そのロゴ画面が出た時点でF12キーを押すとどこからブートするかの選択画面が表示されます。
※Floppy, Hard Disk, CD-ROM, LANのいずれかをブート選択できます。
DVDからブートするとWindows Vistaインストーラが表示され、言語設定を行います。
次に、<今すぐインストール>をクリックします。
- ゲストOSからホストOSへのマウス移動方法
ゲストOSからホストOSへのマウス移動はデフォルトでは右側のCtrlキーです(Right Control)。
このキーをホストキーと呼びますがVirtualBoxのGlobal Settingsで設定変更できます。
- 以降のインストールの流れ
言語選択以降のインストールの流れは通常のインストールと同じですがネットワークの設定はスキップされます。
これはWindows VistaがVirtualBoxの仮想ネットワークアダプタを自動認識しないためです。
しかしWindows Vistaインストール後にその仮想ネットワークアダプタ用ドライバをインストールするとVirtualBox環境でネットワークが利用可能となります。
- 最初のログオン画面
解像度が800x600x32bitの画面が表示されます(標準のドライバでは1024x768x32が最大です)。
ログオンサウンドも出ます。
- ガジェットについて
VirtualBox環境でのWindows VistaのインストールではWindowsサイドバーの表示オプションが自動で無効設定されます。
このため時計などの標準のガジェットが表示されませんが後でコントロールパネルでのWindowsサイドバーで有効にします。
- ネットワークドライバの導入
まずWindows Vistaにも対応したAMD PCNET Family Ethernet AdapterドライバをA:またはD:からアクセスできるようにします。
次に、デバイスマネージャのイーサネットコントロールの右クリックメニューの<ドライバソフトウェアの更新>を選択します。
ドライバを検索する場所を指定すればドライバがインストールされてその場でネットワークの利用が可能となります。

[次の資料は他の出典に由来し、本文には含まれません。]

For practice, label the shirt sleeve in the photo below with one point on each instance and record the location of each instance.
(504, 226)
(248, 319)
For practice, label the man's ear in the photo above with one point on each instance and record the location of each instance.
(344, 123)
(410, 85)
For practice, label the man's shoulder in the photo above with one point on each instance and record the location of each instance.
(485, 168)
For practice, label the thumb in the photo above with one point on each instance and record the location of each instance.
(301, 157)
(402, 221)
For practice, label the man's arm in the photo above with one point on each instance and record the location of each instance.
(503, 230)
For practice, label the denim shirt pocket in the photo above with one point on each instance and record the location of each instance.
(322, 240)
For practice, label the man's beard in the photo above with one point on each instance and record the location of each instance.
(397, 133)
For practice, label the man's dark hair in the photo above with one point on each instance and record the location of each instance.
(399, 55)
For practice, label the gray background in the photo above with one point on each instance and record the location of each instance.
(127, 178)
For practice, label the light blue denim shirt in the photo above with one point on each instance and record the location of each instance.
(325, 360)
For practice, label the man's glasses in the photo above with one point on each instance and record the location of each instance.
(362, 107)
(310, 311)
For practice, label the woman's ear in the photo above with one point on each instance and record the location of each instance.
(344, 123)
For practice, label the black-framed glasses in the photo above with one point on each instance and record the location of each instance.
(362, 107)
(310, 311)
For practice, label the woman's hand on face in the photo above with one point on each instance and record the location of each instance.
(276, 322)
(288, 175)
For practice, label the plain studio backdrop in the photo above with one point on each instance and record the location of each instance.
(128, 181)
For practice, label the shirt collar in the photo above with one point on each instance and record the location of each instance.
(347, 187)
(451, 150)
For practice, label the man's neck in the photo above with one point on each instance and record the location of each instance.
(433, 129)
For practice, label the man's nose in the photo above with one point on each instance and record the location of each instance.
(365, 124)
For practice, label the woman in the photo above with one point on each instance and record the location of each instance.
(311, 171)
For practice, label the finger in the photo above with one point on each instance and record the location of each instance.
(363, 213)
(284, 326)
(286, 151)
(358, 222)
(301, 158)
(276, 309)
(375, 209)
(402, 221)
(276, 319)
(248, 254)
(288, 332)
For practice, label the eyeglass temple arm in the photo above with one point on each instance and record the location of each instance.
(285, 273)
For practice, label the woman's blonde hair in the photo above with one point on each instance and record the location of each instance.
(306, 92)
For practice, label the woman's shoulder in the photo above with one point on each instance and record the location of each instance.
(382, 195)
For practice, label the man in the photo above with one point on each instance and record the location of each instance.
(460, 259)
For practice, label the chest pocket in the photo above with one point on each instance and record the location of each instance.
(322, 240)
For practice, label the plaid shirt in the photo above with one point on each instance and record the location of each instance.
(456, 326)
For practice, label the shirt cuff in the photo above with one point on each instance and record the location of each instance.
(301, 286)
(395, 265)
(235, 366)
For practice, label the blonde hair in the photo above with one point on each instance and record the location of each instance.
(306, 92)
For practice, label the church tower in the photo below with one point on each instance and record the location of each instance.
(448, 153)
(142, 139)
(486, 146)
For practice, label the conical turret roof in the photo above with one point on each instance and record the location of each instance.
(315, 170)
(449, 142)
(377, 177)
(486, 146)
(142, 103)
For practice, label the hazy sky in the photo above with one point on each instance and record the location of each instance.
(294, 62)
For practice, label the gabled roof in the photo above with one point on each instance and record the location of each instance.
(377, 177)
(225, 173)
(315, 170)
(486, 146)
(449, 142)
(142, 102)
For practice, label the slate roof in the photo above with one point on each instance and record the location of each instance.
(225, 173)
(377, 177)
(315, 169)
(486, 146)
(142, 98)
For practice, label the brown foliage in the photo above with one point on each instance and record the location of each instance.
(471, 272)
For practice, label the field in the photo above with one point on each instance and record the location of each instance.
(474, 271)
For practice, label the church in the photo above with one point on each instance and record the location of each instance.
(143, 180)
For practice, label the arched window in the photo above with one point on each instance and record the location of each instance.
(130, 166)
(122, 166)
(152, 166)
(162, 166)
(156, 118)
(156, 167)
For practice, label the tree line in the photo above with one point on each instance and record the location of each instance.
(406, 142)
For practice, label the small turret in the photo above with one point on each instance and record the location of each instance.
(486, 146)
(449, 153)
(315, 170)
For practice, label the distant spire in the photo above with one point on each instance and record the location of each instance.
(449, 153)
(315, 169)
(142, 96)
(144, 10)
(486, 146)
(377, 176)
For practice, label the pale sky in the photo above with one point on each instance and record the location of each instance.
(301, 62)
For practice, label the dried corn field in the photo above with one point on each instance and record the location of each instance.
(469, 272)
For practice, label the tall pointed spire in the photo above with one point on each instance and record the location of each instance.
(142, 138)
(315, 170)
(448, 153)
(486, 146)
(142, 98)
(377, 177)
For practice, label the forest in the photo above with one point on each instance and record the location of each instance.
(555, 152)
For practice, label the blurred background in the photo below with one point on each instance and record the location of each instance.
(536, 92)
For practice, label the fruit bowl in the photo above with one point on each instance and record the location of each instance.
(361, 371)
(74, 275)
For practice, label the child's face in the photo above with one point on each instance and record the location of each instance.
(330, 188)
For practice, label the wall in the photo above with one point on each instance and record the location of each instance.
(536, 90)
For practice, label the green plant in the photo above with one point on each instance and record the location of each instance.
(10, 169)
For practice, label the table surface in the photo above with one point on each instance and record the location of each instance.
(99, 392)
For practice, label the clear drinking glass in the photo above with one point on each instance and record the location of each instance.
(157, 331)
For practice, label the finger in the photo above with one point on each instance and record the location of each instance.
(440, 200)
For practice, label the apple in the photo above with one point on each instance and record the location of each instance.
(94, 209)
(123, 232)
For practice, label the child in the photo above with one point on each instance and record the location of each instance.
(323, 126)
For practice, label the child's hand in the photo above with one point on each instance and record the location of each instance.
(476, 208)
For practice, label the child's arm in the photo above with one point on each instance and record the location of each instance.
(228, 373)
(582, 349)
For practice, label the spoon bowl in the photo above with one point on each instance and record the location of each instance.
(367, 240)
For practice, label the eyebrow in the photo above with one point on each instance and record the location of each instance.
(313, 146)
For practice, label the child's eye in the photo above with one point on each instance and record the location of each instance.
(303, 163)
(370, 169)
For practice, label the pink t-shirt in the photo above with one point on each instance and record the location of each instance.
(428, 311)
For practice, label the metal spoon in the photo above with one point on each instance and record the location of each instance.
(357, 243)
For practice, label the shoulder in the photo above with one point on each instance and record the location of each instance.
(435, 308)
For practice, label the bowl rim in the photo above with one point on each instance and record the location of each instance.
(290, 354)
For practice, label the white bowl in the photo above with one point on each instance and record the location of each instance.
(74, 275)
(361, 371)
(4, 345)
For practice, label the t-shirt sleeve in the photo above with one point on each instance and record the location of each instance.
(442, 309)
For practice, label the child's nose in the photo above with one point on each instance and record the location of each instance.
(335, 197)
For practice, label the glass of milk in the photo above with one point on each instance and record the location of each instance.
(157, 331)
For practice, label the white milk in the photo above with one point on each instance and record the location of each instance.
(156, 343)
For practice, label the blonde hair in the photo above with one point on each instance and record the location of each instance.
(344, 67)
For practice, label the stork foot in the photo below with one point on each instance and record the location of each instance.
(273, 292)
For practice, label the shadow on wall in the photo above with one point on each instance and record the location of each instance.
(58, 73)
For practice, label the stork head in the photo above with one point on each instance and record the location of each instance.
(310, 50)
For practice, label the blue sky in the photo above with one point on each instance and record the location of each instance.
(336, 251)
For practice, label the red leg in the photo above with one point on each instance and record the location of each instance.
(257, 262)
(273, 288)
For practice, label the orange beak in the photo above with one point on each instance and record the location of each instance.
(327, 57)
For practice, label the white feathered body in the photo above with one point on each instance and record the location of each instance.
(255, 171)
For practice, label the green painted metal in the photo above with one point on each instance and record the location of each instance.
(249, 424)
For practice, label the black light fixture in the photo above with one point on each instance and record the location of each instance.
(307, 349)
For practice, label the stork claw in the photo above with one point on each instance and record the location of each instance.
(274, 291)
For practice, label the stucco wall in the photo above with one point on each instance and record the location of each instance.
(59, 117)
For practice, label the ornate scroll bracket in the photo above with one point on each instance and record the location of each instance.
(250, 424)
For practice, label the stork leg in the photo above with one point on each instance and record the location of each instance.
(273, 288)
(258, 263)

IPアドレスはDHCPにより10.0.2.15となり、Webアクセスも行えます。
- ゲストOSからホストOSのファイルアクセス
ホストOS側でフォルダの共有設定(アクセス権限設定含む)を行えばゲストOSからは\\ホストIPアドレス\共有名でホストOS側ファイルをアクセスできます。
- Guest Additonsのインストール
ゲストOSが実行されているVirtualBoxウィンドウの[Devices]−[Install Guest Additions]を選択します。
「Welcome to the InnoTek VirtualBox Guest Additions 1.3.8 Setup Wizard」画面が表示されます。
このウィザードではすべてデフォルトの指定のままでOKです。
Guest Additonsのインストールによって以下のことが行えるようになります。
(1)ゲストOSとホストOSでのスムーズなマウス移動(mouse pointer integrationと呼びます)。
(2)VirtualBox用グラフィックドライバによる最大画面解像度の拡張(1280x1024x32も可能となります)。
※デバイスマネージャに表示されるディスプレイアダプタが「標準VGAグラフィックアダプタ」から「VirtualBox Graphics Adapter」に変わります。
- ゲストOSのデスクトップ
- 仮想マシンのメニュー
ゲストOSが実行される仮想マシン側のメニューにはVM, Devices, Helpメニューがあります。
- VMメニュー
- Devicesメニュー
5.ゲストOS(CentOS 5)の仮想マシン定義とインストール
ゲストOSとしてCentOS 5をインストールする手順を簡単に紹介します。
尚、VirtualBoxの標準設定ではXenカーネルには未対応のようです。
XenカーネルでブートするとVBoxVMM.dllのエラーが発生するか、ゲスト側のXenカーネルが途中でフリーズします。
※どのような異常が発生するかはXenのバージョンによって異なります。